The most striking feature, however, is the Pine Bar’s marquee. It’s the first neon sign in the Boston Public Market, custom-made by Somerville’s formidable Neon Williams. The Pine Bar team designed it as a tribute to the iconic sign of the European, a bygone North End eatery that may have been New England’s first Italian restaurant when it opened around 1920. “I remember going there when I was a kid, but it opened before you could even put an Italian word on a sign,” Frattaroli recalls. “We really wanted it to be a tie between the macro and the micro” of New England and the North End, he says.
The Pine Bar itself aims to connect people with the market in new ways. It will have 11 full-service seats, plus a handful more on busier nights, and a quick-service ordering area. The Boston Public Market secured an all-alcohol liquor license from the City of Boston, so patrons can take their drinks with them to any of the seating areas throughout the marketplace and its outdoor dining area.
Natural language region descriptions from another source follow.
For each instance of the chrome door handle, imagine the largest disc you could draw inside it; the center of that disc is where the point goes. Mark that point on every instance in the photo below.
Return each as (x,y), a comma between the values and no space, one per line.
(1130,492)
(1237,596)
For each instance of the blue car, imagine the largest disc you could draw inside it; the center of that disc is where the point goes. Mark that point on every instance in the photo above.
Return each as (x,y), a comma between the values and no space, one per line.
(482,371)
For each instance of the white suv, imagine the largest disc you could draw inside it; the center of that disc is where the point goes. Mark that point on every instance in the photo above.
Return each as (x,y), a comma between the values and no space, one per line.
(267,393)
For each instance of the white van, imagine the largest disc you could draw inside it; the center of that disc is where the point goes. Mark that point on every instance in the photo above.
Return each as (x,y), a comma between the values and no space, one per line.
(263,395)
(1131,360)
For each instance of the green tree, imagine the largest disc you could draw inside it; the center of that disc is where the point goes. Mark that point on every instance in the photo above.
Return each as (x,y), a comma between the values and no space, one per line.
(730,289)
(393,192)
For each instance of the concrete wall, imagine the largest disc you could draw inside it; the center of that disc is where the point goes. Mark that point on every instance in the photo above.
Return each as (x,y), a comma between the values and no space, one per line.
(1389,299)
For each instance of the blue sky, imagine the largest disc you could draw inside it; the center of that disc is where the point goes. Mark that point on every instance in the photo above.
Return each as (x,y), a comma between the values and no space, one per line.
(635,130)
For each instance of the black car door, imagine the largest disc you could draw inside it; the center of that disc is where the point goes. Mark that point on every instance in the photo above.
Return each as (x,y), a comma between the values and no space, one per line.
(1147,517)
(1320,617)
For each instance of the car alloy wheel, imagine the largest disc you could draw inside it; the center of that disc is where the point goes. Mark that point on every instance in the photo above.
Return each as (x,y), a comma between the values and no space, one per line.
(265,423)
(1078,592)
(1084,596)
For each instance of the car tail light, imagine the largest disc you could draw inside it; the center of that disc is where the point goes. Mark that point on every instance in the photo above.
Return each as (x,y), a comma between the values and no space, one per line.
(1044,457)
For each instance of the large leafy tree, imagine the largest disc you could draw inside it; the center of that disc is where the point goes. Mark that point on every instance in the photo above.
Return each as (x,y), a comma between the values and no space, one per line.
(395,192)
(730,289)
And the connections don’t stop there: There’s plenty of opportunity for cross-market collaborations, Cronin says. The Pine Bar won’t have any of its own food options, but Frattaroli is in talks with prepared-food vendors in the market about offering QR codes or other ordering assists that customers can access from the bar. The Pine Bar will also do all alcohol catering for events at the BPM, and the team plans to eventually host ticketed, beverage-paired dinners in a joint effort with market vendors. Plus, having a bar at Boston Public Market is poised to be a boon for New England’s craft beverage-makers—and the drinkers who love them. “Instead of having to go to Portland or Stowe, you can just come here,” Frattaroli says, “or you might try something here that will make you want to go to those places.”
100 Hanover St., Boston, pinebarboston.com.